It’s a classic, if extreme case: a patient died. This particular patient was undergoing treatment for, among other things, rheumatoid arthritis, under the care of a physician. He contracted an infection, for which the physician prescribed amoxicillin; he was also given leflunomide (another drug used to treat RA). When his RA continued to get worse, the patient doubled his weekly dose of (previously prescribed) methotrexate without telling his doctor. This increased dose negatively interacted with the new medications, and he was dead within days.
Adverse drug reactions (ADRs) caused either by individual drugs or drug combinations are one of the top 10 causes of death in the U.S. today, and over 20% of those reported ADRs are due to interactions of co-administered drugs.
If you’re a group health benefits advisor, it’s important to stay current on this topic — understanding how to effectively use the available data can help promote healthier outcomes for your members, reduce potentially harmful or dangerous acute care episodes, and cut overall health related costs.
Even if you have only limited involvement in health insurance sales or no involvement at all, you should know something about this topic because, in an age of pharmaceutical cornucopia, where individuals may be on multiple medications to treat a variety of morbidities, it is important to make informed and empowered decisions regarding one’s health.

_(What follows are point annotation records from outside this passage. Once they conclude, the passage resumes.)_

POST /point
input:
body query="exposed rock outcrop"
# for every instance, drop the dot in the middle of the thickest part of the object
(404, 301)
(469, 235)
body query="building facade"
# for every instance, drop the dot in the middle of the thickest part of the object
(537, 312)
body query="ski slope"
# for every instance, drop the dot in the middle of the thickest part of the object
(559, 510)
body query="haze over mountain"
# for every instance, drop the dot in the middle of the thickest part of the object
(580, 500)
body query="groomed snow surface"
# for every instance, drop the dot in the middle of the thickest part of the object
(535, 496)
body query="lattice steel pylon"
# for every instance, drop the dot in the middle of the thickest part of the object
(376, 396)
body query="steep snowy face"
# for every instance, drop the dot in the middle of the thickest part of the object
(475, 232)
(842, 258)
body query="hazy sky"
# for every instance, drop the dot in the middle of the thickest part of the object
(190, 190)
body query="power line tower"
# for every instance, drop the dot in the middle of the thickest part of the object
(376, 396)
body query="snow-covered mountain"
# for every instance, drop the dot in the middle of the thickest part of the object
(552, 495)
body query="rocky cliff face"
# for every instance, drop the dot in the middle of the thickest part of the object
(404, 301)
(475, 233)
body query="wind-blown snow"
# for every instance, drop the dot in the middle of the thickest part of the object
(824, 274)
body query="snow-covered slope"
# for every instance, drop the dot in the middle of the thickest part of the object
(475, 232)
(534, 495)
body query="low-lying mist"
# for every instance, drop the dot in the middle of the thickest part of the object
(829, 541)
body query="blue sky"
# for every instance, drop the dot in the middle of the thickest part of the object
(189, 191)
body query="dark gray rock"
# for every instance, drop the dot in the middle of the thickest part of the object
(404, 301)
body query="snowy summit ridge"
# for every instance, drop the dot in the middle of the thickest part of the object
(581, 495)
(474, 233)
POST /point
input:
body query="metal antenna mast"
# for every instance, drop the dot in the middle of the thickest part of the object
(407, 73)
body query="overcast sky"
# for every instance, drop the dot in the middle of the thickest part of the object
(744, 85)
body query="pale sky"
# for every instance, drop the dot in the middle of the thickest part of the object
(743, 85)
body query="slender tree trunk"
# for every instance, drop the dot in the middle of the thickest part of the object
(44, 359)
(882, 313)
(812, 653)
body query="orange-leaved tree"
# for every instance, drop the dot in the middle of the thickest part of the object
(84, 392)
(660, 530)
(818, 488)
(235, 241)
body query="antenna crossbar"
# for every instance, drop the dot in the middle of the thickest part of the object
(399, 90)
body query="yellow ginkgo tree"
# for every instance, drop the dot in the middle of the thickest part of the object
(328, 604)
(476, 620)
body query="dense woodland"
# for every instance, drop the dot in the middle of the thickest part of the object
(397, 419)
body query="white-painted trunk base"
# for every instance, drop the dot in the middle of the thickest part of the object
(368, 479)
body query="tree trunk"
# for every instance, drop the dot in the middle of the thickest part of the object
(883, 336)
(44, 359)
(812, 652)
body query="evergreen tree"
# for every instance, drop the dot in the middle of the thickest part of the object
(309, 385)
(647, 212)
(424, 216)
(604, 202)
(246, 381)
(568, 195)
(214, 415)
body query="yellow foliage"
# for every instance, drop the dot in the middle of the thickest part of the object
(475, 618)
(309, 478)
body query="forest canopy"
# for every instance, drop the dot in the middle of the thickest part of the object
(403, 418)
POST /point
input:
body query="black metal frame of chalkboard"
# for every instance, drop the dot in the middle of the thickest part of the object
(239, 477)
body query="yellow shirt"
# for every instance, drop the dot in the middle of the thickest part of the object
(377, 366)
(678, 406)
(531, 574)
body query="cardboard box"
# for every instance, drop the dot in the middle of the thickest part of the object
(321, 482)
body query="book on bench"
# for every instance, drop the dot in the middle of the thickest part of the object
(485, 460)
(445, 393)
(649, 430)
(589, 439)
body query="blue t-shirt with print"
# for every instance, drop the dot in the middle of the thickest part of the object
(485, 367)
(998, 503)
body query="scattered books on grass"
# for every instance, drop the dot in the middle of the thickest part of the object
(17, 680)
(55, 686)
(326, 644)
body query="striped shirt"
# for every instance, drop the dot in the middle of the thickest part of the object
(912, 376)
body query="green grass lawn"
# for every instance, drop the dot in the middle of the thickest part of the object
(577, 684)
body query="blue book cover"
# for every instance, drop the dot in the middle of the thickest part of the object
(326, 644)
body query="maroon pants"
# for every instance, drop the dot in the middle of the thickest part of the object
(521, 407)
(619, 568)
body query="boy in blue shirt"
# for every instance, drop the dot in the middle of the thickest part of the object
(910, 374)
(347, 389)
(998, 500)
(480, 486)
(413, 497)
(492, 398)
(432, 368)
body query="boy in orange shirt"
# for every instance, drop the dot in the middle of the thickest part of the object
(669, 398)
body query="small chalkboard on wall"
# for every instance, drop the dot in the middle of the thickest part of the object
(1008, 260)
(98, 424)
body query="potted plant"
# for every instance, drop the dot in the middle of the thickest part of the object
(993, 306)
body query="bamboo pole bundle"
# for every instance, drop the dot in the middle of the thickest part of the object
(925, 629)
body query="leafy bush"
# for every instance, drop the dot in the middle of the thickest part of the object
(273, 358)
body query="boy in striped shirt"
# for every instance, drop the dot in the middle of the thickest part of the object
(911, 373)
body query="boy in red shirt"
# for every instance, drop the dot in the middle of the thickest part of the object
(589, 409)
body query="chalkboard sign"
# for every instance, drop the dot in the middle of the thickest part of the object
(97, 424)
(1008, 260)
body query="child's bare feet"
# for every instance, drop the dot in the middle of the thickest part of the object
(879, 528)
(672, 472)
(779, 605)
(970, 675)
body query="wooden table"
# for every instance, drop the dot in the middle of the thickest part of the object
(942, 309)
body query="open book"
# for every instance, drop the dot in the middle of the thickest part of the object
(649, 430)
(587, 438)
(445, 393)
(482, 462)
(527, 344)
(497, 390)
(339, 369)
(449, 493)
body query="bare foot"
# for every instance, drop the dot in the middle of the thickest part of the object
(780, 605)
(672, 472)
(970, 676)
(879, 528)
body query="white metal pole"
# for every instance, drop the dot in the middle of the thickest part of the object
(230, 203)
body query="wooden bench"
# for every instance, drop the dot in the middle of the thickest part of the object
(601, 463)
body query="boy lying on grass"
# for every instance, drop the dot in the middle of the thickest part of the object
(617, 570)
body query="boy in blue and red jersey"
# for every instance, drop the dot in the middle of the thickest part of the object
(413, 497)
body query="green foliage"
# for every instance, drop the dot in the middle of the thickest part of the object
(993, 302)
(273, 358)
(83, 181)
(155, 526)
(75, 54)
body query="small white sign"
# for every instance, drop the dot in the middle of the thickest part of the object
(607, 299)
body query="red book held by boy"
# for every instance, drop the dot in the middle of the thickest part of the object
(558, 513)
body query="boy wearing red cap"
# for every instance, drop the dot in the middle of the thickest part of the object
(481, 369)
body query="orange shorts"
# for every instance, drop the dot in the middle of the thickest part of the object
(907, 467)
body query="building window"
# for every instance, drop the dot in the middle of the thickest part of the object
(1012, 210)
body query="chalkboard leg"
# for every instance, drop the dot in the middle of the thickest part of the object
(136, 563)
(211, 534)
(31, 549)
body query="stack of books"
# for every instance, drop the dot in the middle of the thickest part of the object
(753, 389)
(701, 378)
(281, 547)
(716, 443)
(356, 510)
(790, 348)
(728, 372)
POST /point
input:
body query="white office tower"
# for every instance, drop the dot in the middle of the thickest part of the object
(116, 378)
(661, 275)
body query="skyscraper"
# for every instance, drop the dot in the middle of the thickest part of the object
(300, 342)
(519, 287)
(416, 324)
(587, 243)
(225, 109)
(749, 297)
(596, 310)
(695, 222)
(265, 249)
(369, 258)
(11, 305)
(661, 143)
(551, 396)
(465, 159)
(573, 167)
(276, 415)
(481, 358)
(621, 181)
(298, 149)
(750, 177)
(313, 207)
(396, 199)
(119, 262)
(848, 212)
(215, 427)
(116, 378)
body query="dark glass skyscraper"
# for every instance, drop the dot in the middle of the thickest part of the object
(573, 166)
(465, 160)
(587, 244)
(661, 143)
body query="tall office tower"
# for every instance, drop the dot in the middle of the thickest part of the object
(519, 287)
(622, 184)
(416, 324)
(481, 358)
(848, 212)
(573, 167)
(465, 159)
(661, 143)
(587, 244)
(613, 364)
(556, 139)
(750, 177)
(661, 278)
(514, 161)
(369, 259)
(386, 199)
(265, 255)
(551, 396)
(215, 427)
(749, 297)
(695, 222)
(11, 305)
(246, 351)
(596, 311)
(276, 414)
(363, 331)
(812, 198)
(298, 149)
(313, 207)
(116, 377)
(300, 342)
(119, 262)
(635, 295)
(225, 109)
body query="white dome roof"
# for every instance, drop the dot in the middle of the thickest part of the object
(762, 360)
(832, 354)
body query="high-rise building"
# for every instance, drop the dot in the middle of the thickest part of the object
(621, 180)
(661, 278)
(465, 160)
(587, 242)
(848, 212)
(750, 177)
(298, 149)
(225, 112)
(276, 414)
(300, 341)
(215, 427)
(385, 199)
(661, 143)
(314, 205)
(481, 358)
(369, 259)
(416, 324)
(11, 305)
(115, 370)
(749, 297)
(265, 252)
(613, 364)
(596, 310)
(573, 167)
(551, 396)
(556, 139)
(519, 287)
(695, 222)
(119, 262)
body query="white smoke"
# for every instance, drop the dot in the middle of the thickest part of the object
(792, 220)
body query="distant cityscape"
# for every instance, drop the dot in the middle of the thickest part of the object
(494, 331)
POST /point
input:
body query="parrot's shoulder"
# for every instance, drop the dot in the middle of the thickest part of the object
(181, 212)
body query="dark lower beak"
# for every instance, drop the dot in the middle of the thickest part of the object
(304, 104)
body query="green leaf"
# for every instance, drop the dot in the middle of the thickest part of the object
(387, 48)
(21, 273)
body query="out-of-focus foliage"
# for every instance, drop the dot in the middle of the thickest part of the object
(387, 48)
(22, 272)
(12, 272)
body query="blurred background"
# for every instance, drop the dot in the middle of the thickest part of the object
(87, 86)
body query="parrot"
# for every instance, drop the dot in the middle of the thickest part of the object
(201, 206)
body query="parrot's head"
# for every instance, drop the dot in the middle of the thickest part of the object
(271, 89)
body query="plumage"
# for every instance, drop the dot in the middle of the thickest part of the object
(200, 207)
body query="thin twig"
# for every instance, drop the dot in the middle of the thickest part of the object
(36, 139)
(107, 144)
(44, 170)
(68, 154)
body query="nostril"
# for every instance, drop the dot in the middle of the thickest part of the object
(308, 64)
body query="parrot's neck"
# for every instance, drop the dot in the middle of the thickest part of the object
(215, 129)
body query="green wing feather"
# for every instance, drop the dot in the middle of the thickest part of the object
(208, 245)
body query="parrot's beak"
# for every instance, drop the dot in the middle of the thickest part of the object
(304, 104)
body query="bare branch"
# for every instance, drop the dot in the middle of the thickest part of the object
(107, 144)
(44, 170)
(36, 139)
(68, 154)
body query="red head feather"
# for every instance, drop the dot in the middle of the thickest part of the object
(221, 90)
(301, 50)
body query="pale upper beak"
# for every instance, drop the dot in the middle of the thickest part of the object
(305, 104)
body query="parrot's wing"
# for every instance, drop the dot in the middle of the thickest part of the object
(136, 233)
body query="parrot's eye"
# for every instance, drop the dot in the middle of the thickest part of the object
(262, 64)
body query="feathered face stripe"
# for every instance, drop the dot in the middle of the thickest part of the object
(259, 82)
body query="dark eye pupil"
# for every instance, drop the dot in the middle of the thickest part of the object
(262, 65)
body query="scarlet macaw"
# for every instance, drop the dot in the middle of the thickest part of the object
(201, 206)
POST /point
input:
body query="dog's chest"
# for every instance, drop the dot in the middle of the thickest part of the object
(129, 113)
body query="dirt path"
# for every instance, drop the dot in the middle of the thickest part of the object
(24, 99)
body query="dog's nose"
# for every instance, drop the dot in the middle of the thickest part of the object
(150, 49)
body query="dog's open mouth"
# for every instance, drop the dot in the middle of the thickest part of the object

Increasing collaboration, transparency, and sharing knowledge with health care practitioners will only serve to benefit one’s overall well-being. We can all get sick, and can be subject to the possibility of a negative drug interaction.
So, while the above patient’s story is certainly a worst-case scenario, ADRs are by no means uncommon. While not always deadly, those negative drug interactions lead to numerous emergency room visits and hospital stays, and can affect not only a person’s health for years to come, but also their professional care networks – from pharmacists, to physicians, to other members of the health care system.
Pharmacists and providers typically exist in separate spheres. Each only has access to their own, limited information about a patient’s medication, and shares little of what they know. Only the payer has access to the full picture of the patient’s care from the data generated by that care. The challenge we’re facing is how to get pharmacies, providers, and payers to be able to work together collaboratively to better manage care for patients with comorbidities and multiple medications, to ultimately avoid ADRs.
Multiple barriers stand in the way of sharing this necessary information, however. To begin with, while payers have access to the raw data, most can only do so much to review, synthesize, analyze, and, ultimately, share it. A payer’s database is the singular location where all of the patient’s claims are aggregated – in contrast to hospitals, physicians, or independent pharmacies that may only have access to their respective slice of that information. To further complicate this, it’s not at all uncommon for a patient to receive prescriptions from more than one source (PCPs, specialists, urgent care, etc.) in more than one health system, and filled in more than one pharmacy. The increasing presence of polypharmacy further narrows the chances of one pharmacy having access to a complete patient medication history. Even some patients themselves might not have access to or awareness of this information. Without easy and comprehensive access to payer data, how can any single pharmacy have the knowledge necessary to intervene at the point of sale to prevent ADRs?